Bei schlechtem Wetter keine Chance

Voraussetzung ist grundsätzlich gutes Wetter. Denn: Wer nichts sieht, kann nicht ausweichen. Die Piloten sind vom Grundsatz her wie im Straßenverkehr unterwegs. Anhand von Orientierungspunkten wie Horizont oder Wolken steuern sie das Flugzeug. Wolken sollen sie großräumig umfliegen. Als Grundsatz des Sichtflugs gilt das Prinzip "See and Avoid" - Sehen und Vermeiden. Ausweichregeln sind in den internationalen "Visual Flight Rules" festgelegt.

Derzeit wird der Sichtflug zwischen etwa 3000 und 6000 Metern Höhe angewandt. Bis zu einer Höhe von 3000 Metern unterliegen sie nicht der Kontrolle der Deutschen Flugsicherung. Geht es darüber hinaus, stößt die Maschine in den Bereich vor, wo die großen Fluglinien unterwegs sind.

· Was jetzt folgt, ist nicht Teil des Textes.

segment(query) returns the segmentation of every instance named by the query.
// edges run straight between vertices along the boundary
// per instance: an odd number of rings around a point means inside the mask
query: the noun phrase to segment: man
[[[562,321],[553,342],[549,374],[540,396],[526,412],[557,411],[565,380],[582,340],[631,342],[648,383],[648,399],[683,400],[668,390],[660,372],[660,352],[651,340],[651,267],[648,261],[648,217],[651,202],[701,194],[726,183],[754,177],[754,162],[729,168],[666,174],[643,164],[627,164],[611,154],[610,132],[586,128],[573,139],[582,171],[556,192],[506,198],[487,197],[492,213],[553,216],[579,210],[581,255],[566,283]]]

Um Zusammenstöße zu vermeiden, dürfen Sichtflieger in diese Höhen nur mit Einverständnis der Flugsicherung aufsteigen und bekommen von deren Lotsen dann im Gegenzug feste Höhen, Kurse und Geschwindigkeiten zugewiesen, an die sie sich halten müssen. Dieses Verfahren nennt sich dann kontrollierter Sichtflug.

"Nichts wie umkehren"

Dabei stoßen die Flieger auch in Bereiche vor, die mit Vulkanasche verschmutzt sind. Die Piloten können der Wolke auch nicht ausweichen, da die winzig kleinen Ascheteilchen kaum zu sehen sind. Das merkt der Pilot erst, wenn er mitten drin ist. Die Kollision mit den Partikeln lässt wegen der statischen Aufladung Blitze über die Scheibe des Cockpits wandern. "Dann heißt es umkehren und nichts wie weg", erklärte ein Pilot.

Für die Flugsicherung ist am Ende entscheidend, dass das Risiko für eventuelle Unfälle in der asche-verschmutzen Luftschicht bei diesem Verfahren nicht mehr bei ihr, sondern ausschließlich bei den Fluggesellschaften und den einzelnen Piloten liegt. Denn im Sichtflug - kontrolliert oder nicht - obliegen alle sicherheitsrelevanten Entscheidungen gemäß der internationalen Regeln allein dem Flugzeugführer.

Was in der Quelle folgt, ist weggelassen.